One such situation would be where load balancing and event steering decisions are made at runtime. Service meshes, load balancers, and so forth are all expected to act to optimize event pathways and component selection among available instances, including scaling. Those functions are also often part of lifecycle processes, where program logic doesn’t include the capabilities or where it’s more logical and efficient to view those things as arising from changes in resource behavior, visible to lifecycle processes.
This seems to be a valid use case for option two, but the idea would work only if the service mesh, API broker, load balancer, or whatever, had the ability to generate standard events into lifecycle management, or vice versa. You could argue that things like service meshes or load balancers should support event exchange with lifecycle processes because they’re a middleware layer that touches resource and application optimization, and it’s hard to separate that from responding to resource conditions that impact QoE or an SLA.
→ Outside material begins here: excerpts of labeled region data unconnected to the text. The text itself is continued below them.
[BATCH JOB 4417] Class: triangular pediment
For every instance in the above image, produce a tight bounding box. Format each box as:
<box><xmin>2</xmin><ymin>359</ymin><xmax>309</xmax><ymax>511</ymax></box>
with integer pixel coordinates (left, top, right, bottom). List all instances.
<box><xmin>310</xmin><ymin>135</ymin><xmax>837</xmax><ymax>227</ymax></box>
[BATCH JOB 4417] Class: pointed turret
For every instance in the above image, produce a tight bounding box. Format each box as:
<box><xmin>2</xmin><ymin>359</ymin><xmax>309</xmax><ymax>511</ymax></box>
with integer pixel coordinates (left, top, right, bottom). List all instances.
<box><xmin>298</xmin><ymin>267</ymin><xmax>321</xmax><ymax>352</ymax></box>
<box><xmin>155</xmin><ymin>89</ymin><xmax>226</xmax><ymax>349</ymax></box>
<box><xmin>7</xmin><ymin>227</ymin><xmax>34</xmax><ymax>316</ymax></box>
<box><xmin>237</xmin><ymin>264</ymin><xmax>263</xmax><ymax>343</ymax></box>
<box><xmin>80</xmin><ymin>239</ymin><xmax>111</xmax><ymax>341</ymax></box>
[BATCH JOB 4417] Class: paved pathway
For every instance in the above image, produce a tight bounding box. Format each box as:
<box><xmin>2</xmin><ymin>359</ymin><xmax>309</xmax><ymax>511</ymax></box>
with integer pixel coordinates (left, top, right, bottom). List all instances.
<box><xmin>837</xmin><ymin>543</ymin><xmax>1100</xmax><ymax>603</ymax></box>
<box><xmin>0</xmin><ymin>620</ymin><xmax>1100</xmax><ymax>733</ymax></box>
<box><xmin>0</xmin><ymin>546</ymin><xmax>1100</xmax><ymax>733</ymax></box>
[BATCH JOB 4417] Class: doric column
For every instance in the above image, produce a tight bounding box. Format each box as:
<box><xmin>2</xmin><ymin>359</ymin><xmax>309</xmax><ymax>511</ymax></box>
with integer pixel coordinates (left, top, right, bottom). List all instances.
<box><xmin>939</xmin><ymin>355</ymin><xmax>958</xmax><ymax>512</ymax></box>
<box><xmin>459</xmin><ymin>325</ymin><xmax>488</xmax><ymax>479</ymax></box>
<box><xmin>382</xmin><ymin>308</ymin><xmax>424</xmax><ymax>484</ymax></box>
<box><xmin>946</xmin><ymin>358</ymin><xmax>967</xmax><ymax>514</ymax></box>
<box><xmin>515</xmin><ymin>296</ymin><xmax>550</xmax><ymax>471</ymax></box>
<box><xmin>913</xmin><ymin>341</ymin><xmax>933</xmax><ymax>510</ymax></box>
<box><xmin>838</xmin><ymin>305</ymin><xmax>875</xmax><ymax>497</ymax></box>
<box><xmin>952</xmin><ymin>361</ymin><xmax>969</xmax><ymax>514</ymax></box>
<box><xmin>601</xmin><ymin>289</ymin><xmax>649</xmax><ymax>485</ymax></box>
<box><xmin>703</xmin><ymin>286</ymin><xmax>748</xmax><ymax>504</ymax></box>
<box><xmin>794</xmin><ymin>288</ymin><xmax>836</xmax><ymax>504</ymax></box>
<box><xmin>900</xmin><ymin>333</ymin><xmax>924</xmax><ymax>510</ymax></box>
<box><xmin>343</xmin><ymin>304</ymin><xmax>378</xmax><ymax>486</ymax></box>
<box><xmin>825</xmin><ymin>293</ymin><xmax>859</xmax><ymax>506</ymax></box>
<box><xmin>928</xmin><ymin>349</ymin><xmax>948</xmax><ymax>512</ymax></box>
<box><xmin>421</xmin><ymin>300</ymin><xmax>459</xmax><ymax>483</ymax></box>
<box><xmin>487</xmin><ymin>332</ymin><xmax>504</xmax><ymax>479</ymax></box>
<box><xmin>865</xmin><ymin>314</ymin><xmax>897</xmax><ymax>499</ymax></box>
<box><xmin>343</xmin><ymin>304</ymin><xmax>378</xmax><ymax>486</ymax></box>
That point is likely to be more an argument for integration between lifecycle management and service-level meshing and load-balancing, than against our second option. One could make a very solid argument for requiring that any form of event communications or scalability needs to have some resource-level awareness. That doesn’t mean what I’ve characterized as “primitive” event awareness, because specific resource links of any sort create a brittle implementation. It might mean that we need to have a set of “standard” lifecycle events, and even lifecycle states, to allow lifecycle management to be integrated with service-layer behaviors.
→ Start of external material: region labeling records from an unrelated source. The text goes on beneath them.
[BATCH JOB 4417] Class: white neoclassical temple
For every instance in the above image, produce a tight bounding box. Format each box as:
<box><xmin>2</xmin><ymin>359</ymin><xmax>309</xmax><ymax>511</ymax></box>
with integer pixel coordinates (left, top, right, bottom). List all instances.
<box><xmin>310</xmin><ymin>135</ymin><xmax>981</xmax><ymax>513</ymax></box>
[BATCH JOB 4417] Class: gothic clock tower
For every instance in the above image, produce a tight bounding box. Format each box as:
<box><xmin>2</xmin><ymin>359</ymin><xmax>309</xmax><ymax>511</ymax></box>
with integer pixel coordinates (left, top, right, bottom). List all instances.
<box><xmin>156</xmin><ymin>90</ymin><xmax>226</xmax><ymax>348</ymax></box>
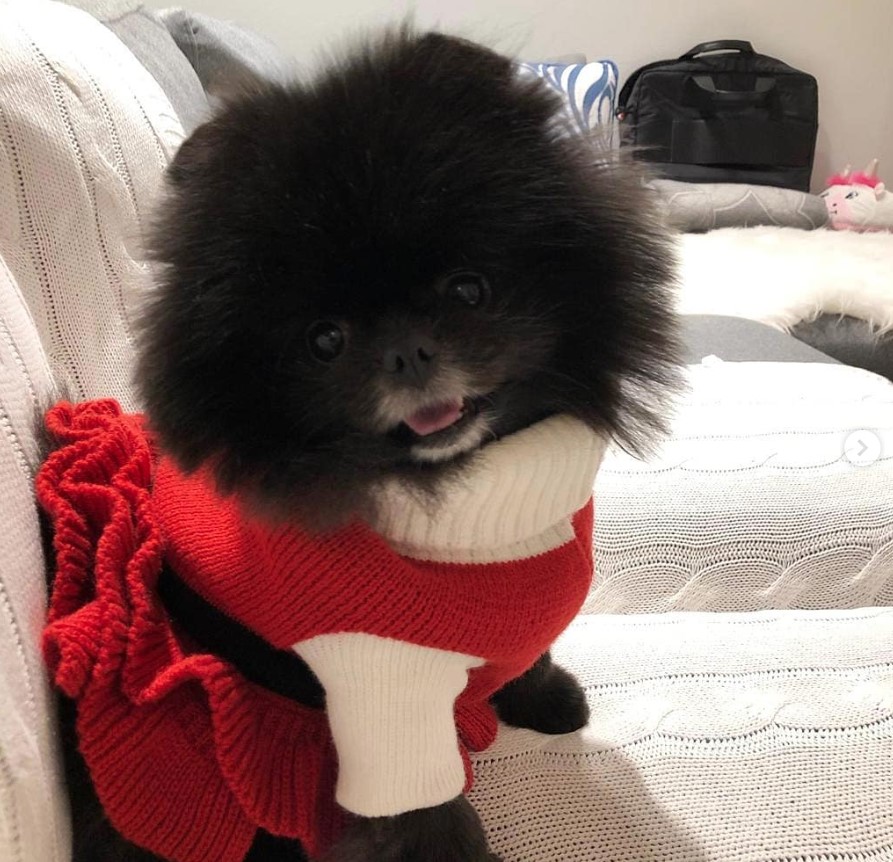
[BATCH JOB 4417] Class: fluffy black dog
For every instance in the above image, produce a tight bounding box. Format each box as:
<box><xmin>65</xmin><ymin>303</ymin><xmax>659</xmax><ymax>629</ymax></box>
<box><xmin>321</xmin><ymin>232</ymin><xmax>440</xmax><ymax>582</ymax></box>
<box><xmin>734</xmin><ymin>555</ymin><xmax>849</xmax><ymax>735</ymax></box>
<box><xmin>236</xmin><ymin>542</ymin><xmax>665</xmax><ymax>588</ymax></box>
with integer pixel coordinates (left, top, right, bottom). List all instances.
<box><xmin>57</xmin><ymin>29</ymin><xmax>676</xmax><ymax>862</ymax></box>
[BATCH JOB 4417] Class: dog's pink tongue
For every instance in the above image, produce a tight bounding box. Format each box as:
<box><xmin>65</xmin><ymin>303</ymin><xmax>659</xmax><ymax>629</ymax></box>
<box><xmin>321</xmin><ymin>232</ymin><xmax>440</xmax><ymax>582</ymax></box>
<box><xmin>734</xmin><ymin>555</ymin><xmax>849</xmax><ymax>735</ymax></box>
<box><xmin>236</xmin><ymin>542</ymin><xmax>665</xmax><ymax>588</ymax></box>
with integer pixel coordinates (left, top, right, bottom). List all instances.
<box><xmin>403</xmin><ymin>398</ymin><xmax>462</xmax><ymax>437</ymax></box>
That’s what I found with ExperiaSphere; it was possible to define both standard service/application element states and events outside the “ControlTalker” elements that actually controlled resources. Since those were defined in the resource layer anyway, they weren’t part of modeling lifecycle automation, only the way it mapped to specific management APIs. I think the case can be made for at least a form of option two, meaning a “connection” between service and lifecycle models at the service/application element level. The best approach seems to be borrowed from option one, though; the service layer can both report and receive an event that signals transition into or out of the “running” state, meaning an SLA violation or not. The refined state/event structure of both the service and lifecycle models are hidden from the other, because they don’t need to know.
In this structure, though, there has to be some dependable way of relating the two models, which clearly has to be at the service/application element level. These would be the lowest level of the runtime service, the components that make up the event flows. Logically, they could also be the lowest service-layer model elements, and so there would be both a service logic and a lifecycle model for these, linked to allow for the exchange of events described above. Service logic modeling of the event flows wouldn’t require any hierarchy; it’s describing flows of real events. The lifecycle model could bring these service-layer bottom elements back through a hierarchy that could represent, for example, functional grouping (access, etc.), then administrative ownership (Operator A, B, etc.), upward to the service.
If we thought of this graphically, we would see a box representing the components of a real-time, event-driven, application. The component, with its own internal state/event process, would have a parallel link to the lifecycle model, which would have lifecycle state/event processes. This same approach could be used to provide a “commercial” connection, for billing and journaling. That’s what we’ll talk about in the last blog in this series.